Friday, January 19, 2007

How Low?

Oil is putting on a lively demonstration of what happens when the psychology of a market shifts; the reaction is pretty dramatic. The media are full of stories speculating on how low oil prices can go--and how long it will take sticky retail gasoline prices to catch up--and analysts are poring over data looking for the retrospective tipping point last year. I've been generally bearish for a while, in light of early indications of slowing demand and the prospect that 2007 would see more new producing capacity come on stream than new demand to consume it. That doesn't mean we're headed back to historical averages, however, and it's important to put the factors contributing to the price decline into perspective. We've been here before, but the specific configuration of influences looks rather different.

The last time we saw oil go into a deep slide was in the late 1990s, when the key factors were the sudden collapse of demand in Asia, as a result of an expanding economic crisis, and the to coincidental arrival of a large wave of new capacity that had been developed largely to meet the rapid growth of Asian demand. In effect, producers zigged when they should have zagged, and some grades of oil saw single digit prices before the trend reversed. That's not what's happening here. We've had a long bull market driven by steady demand growth, tight capacity, and political risk, none of which is unraveling all at once. Instead, a gradual easing of all three of these is being exaggerated by an unexpectedly warm Northern Hemisphere winter, drying up heating oil demand.

As an article in today's Wall Street Journal points out, another new factor is the growth in biofuels production, which some see expanding to the point of being able to absorb all of oil's incremental demand growth within a few years. The Journal cites some misleading figures for the degree of displacement involved, however, suggesting that current global biofuel production of 10 billion gallons per year, roughly 650,000 barrels per day, equates to a supply of almost 2 million barrels per day (MBD) of Saudi crude. The problem with this math, which assumes a 1/3 yield of gasoline and diesel in a "topping" refinery, is that it ignores the other 2/3 of the barrel, at least some of which also ends up as gasoline and diesel via the secondary feedstock market that fills up the spare cracking capacity of many refineries. It also ignores the lower energy content of ethanol versus gasoline, as well as the oil input to ethanol production.

By the time you factor these in, that 650,000 bbl/day of biofuel looks more like 1 MBD worth of oil on a gasoline/diesel-equivalent basis, and less than 200,000 bbl/day on its total energy contribution. Much of this was already in place in 2005, further reducing its contribution to the sudden shift of the oil market. Looking ahead, the potential incremental biofuels growth between now and 2011 is roughly the equivalent of between 0.3-1.7 MBD, depending on whether you are looking at energy replacement or motor fuels displacement, not the extra 3 MBD the Journal cites. This is hardly insignificant, and it will certainly affect prices, but it's not going to crater the oil market by itself.

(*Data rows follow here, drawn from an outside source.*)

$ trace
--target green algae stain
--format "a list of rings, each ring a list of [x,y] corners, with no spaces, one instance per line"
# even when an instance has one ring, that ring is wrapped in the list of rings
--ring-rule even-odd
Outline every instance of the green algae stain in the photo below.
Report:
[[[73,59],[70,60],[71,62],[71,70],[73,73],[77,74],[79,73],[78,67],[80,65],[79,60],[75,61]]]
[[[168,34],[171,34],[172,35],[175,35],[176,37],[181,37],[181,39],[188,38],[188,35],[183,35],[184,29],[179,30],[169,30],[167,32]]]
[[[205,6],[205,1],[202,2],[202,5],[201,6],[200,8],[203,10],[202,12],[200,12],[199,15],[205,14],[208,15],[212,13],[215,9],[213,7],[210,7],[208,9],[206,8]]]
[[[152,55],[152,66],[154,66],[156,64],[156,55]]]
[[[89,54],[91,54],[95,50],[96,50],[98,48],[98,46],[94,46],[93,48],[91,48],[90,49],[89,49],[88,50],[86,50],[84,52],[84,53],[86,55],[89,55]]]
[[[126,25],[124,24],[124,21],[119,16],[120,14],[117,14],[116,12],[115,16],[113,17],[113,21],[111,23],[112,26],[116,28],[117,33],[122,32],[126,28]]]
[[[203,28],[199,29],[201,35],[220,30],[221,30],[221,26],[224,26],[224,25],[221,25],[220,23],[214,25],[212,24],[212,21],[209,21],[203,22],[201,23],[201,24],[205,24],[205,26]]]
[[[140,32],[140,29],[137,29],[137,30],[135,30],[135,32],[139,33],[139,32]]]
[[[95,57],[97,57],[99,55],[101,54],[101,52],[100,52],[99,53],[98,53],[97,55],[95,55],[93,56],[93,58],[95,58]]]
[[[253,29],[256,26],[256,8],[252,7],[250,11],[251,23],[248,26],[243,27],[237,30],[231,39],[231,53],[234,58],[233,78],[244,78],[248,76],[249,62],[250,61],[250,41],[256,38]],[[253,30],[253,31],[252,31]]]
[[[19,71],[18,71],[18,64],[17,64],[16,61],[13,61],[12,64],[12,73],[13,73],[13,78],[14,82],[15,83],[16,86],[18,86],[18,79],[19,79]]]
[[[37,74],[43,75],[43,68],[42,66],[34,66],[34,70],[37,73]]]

The other thing to watch on the biofuels front is its reaction to changing oil prices. I have little doubt that the expected capacity will be built, largely because it looks cheap at roughly $1 invested per gallon per year of corn ethanol capacity. But with petroleum product prices falling and corn prices rising, I wouldn't expect all those plants to run full, even with the $0.51/gallon tax credit. In effect, as biofuels grow out of the niche market they've occupied until recently, they become more like other hydrocarbon liquids and are subject to similar forces of market self-correction as petroleum products, in spite of their environmental benefits.

If I learned anything from more than a decade as an oil trader, it is the tendency of markets to overshoot, in both directions. We are in for a very interesting ride with oil this year, particularly since none of the risk factors I described (1/2/07) a few weeks ago has disappeared. 2007 could even see both $40/bbl and $70/bbl, depending on how these risks play out.